Most "kids" now-a-days have numbers and successes that could almost out-number just about anything I've done in my career. It's a new generation with new tools and new ways to finance their journeys. Social media, monetization, donations; all that accelerates their levels of success (or at least the opportunities for success) beyond anything most of us veterans could ever imagine. Hell, I have a all-expense-paid avenue to go out pretty much anytime I pull the trigger, and a lot of why I have seen zilch in July this year has been more out of lack-of-desire to be out. If those setups were within a few hours of home, I'd be all over it. But the idea, at this junction of the season, of being out for multiple days on end just don't appeal to me as they do when I'm fresh going into a season. Not to mention the pending hurricane season, which will burn me out in no time, I am trying to prepare for that, so being out for days on end with a 1,000 mile one-way trip out and another one coming back, it's hard to motivate myself for that.

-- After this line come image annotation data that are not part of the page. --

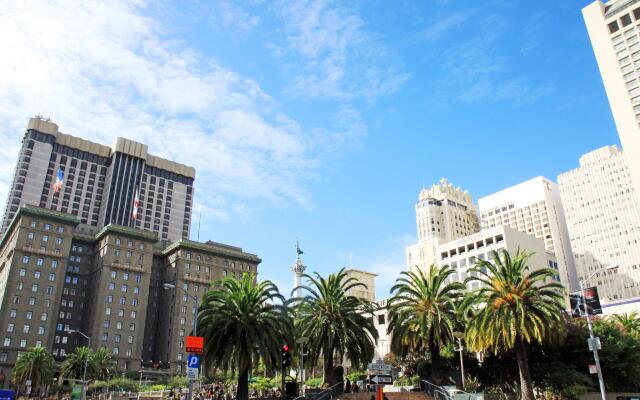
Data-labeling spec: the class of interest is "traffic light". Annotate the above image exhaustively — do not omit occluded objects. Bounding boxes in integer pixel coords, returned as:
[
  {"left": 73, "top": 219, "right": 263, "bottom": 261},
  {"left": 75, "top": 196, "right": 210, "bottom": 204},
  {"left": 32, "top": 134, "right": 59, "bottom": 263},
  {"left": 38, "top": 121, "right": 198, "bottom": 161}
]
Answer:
[{"left": 281, "top": 344, "right": 291, "bottom": 370}]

But going back to "kids these days"... I think we justify their existence in every way possible (they're missing out on this and that, health insurance, blah blah blah). We've all done it; but it's a difference generation catering to that same generation. They were brought up in this era that allows them to take advantage of the constant stream of revenue. Is it healthy? Is it sustainable? Who cares... it's the now. Most of them will eventually have to pivot due to life circumstances, changes in media, etc. For a lot of us who aren't full time streamers, we've become to victims of this new era. And we could cite that to any number of particulars. For most, it's life circumstances more than anything else. I know I'm the exception in my age-group as I have a job which allows me to chase at my whims, but most of us have lives outside of this. There's nothing wrong with that. Even now, I have a life here at home, and with that comes many opportunities I choose to pass on because of that. Yes, it sucks, because deep down, we want to chase. And its a guy punch when these awesome events you miss don't happen in your specific windows (spatial and timing).

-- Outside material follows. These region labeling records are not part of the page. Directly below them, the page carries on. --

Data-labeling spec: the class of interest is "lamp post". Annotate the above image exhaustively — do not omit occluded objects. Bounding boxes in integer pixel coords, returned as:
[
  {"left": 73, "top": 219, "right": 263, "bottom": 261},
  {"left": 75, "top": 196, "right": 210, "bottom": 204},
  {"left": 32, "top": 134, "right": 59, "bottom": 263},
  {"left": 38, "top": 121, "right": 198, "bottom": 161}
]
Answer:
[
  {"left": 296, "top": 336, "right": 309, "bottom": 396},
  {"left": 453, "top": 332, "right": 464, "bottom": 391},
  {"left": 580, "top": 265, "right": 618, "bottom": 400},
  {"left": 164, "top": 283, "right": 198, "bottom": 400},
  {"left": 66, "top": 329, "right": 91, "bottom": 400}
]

Yes, each miss is a temporary nut-punch; there's no doubt about that. I'm more 'butthurt' over the June misses (i.e. Wellfleet) as that was within my spatial domain and in my "regular season", But even that has waned because...
I see these out-of-reach tornadoes-of-the-year every other day as character builders. Watch how fast everyone forgets about them when the next big event happens.
And that's the magic of it... if you miss it, it will disappear from your view, unlike your wins which are always on your computer/wall/TV. It's amazing how I've adapted that point of view over the years. Sure, there are standouts that linger, but overall, you forget so many of these days that the immediate aftermath of, you're wallowing in. I think it's perfectly healthy to feel crappy about it, but moving on ASAP, even in the midst of a parade of awesome days, in time, most of these will never cross your brain again.
Forgive the rambling... I was typing this out between/during Zoom meetings, so hopefully my points got across.
Bottom line... let it suck for a minute... but in the end, you'll forget most of these missed events even happened. And with that, you can't miss what you didn't have.